La nouvelle traduction du ‘Notre Père’ entrera officiellement en vigueur dans la Suisse francophone le 3 décembre 2017. “Ne nous laisse pas entrer en tentation” se substituera au traditionnel “ne nous soumets pas à la tentation”, indique la Conférence des évêques suisses. Une traduction plus proche du texte originel, mais qui n’est pas sans conséquence œcuménique.
Cette modification n’est pas anodine, car elle change le sens du verset en question. “Ne nous soumets pas à la tentation” laisse penser que c’est Dieu qui pousse les fidèles à commettre un péché alors que “ne nous laisse pas entrer en tentation” fait plutôt référence à un Dieu protecteur qui empêcherait les hommes de sombrer dans le péché.
La nouvelle traduction entrera en vigueur à l’occasion du premier dimanche de l’avent 2017 en Suisse ainsi qu’en France. Pour les fidèles, il s’agira de changer une habitude bien ancrée. La version actuelle est en effet utilisée depuis un demi-siècle. Elle résulte d’un compromis œcuménique passé en 1966, dans la foulée du concile Vatican II.
Un choix unilatéral
Cinquante ans plus tard, en Suisse, on ne peut pas vraiment parler de compromis. Anne Durrer, porte-parole de la Fédération des Églises protestantes de Suisse (FEPS), reconnaît que cette traduction est plus proche du texte originel. Mais elle regrette le choix unilatéral de la Conférence des évêques suisses en la matière. “Dans le sillage de la conférence épiscopale française, les évêques suisses ont pris la décision de changer les paroles du ‘Notre Père’. Nous en prenons acte et regrettons d’avoir été mis devant le fait accompli.”
Une frustration qui se retrouve sur le terrain. “Certains responsables d’Eglises des cantons de Genève et de Vaud, avec lesquels je me suis entretenue, sont irrités de ne pas avoir été intégrés à la réflexion. Dans le même temps, tous manifestent une volonté d’entrer dans une démarche œcuménique constructive, afin d’éviter qu’il y ait désormais deux ‘Notre Père’: un catholique et un protestant”.
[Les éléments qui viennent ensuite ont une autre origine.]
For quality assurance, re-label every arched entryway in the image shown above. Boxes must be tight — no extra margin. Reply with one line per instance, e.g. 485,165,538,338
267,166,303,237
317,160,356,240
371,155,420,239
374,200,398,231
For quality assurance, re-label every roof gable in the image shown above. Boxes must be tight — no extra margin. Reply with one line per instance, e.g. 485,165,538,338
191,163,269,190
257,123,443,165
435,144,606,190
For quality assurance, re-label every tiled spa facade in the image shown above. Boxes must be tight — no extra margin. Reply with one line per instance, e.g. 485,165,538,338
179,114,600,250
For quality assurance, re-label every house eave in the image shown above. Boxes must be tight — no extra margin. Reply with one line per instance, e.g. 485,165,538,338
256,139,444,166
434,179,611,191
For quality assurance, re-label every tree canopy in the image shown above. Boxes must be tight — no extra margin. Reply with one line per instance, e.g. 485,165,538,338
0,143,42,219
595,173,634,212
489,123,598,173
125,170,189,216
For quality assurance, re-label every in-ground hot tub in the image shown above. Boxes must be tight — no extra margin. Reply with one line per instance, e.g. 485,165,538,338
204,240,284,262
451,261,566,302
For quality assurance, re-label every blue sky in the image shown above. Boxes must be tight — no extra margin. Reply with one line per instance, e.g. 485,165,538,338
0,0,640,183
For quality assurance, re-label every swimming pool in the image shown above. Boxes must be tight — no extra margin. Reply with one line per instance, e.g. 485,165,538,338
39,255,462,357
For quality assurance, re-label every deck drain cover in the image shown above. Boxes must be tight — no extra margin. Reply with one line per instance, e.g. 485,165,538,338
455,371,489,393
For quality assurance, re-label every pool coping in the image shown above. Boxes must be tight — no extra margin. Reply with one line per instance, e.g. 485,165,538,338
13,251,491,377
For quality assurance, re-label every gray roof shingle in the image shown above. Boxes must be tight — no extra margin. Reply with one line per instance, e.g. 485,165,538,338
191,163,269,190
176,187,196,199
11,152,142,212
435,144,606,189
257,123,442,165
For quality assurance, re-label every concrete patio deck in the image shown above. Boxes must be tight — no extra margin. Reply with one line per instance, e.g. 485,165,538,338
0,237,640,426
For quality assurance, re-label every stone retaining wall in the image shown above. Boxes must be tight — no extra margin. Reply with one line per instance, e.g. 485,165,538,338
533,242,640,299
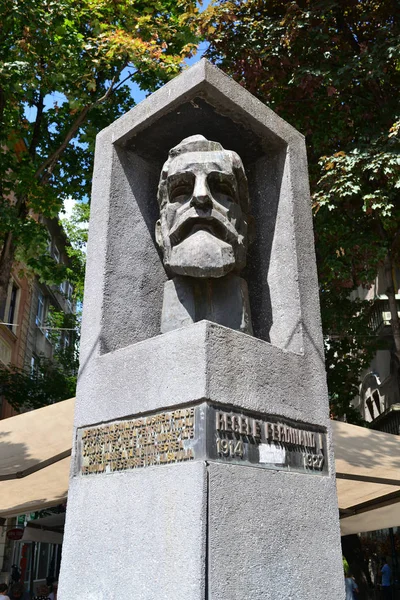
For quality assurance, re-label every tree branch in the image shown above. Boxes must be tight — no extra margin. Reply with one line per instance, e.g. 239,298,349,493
34,104,93,181
29,91,44,157
34,70,121,183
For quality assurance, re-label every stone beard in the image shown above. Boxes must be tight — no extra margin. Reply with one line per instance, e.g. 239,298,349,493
156,135,252,334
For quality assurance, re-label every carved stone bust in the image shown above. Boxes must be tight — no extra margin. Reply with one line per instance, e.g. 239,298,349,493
156,135,252,334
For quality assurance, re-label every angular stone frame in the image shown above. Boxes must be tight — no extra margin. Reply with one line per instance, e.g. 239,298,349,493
81,59,322,363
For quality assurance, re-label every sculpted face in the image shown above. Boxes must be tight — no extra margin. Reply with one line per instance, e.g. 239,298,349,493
156,135,249,278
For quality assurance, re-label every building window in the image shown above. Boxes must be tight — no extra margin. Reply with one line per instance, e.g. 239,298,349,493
36,292,45,327
31,354,39,377
365,398,375,421
53,244,61,262
7,284,18,331
372,390,382,415
1,279,20,335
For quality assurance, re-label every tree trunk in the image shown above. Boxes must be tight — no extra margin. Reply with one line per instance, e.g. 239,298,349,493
0,231,15,320
384,251,400,365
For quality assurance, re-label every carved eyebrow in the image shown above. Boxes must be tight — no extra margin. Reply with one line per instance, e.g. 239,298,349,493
167,171,194,185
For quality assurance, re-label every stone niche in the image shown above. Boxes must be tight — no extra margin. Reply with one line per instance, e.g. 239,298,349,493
82,60,319,360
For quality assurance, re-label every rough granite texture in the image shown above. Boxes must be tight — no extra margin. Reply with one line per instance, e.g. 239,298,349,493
59,462,207,600
59,60,344,600
208,464,344,600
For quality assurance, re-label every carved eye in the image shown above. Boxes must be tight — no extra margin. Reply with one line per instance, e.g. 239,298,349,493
169,183,192,202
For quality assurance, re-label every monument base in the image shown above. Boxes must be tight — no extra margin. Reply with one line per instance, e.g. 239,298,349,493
59,461,343,600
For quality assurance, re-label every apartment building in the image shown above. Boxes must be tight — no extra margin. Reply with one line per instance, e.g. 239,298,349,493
354,268,400,435
0,214,75,419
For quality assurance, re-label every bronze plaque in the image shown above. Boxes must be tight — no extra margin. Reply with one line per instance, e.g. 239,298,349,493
79,408,195,475
77,402,328,475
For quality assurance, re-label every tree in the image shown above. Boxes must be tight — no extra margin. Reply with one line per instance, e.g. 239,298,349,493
0,0,197,306
202,0,400,417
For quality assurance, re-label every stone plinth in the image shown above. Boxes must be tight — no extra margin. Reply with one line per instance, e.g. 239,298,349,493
59,60,344,600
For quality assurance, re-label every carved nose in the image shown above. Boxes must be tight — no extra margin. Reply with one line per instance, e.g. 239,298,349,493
190,179,212,210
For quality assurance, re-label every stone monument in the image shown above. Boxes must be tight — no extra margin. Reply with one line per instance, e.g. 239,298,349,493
59,60,344,600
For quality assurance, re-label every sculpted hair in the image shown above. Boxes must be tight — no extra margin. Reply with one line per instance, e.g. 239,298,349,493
157,135,250,213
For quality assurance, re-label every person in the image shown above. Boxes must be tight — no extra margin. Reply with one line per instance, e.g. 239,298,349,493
344,573,358,600
11,581,26,600
49,581,58,600
33,585,49,600
0,583,10,600
381,556,392,600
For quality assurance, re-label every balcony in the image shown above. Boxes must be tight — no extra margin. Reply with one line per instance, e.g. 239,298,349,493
369,299,400,334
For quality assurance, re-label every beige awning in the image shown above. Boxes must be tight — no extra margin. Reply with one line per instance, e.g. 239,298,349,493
0,398,400,535
332,421,400,535
0,398,75,482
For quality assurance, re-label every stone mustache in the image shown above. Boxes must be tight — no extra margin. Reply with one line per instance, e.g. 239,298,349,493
156,135,253,335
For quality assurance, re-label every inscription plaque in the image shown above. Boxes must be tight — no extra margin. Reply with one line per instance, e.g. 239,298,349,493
77,402,328,476
79,408,194,475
Annoncée à l’issue de l’assemblée ordinaire de la Conférence des évêques suisses (CES) qui s’est tenue à l’abbaye d’Einsiedeln (SZ) du 29 au 31 mai 2017, cette décision pose un problème œcuménique, reconnaît Encarnación Berger-Lobato, porte-parole de la CES. “Les évêques ont en conscience. Mais on ne pouvait pas être le seul pays francophone qui n’accepte pas cette modification. La pression ne nous a pas permis d’être en contact avec la FEPS jusqu’à maintenant, mais nous espérons pouvoir mettre en place une convention œcuménique qui permettra de prier ensemble avec les mêmes mots”.
Cette polémique a le mérité de poser le vrai problème de cette traduction progressivement abandonnée par les catholiques francophones. Outre la lourde problématique théologique qu’il était temps de résoudre officiellement, on a beaucoup caché ces dernières années l’influence protestante de l’ancienne traduction. C’est peut-être cette émancipation catholique de la coupe protestante qui déplaît, plus qu’une atteinte à œcuménisme. Car, comme le rappelait le pape François, l’œcuménisme n’est pas du syncrétisme. Il ne s’agit pas de fonder une religion du plus petit dénominateur commun, mais d’avancer ensemble vers la vérité toute entière. Une traduction œcuménique n’a de sens et n’est réellement œcuménique que si elle est vraie. Ce qui n’était pas le cas jusqu’à présent.
Il faut donc saluer ce pas vers la lumière. Les protestants ne demandent pas leur avis au pape pour ordonner des femmes ou célébrer des mariages gay.
Au même titre que la vérité retrouvée, cette émancipation catholique est aussi un pas vers la lumière et un signe plutôt encourageant du renouveau d’une Eglise catholique qui (selon un mot à la mode) se décomplexe vis à vis des protestants. C’était un pas fondamentalement nécessaire pour un œcuménisme véritable.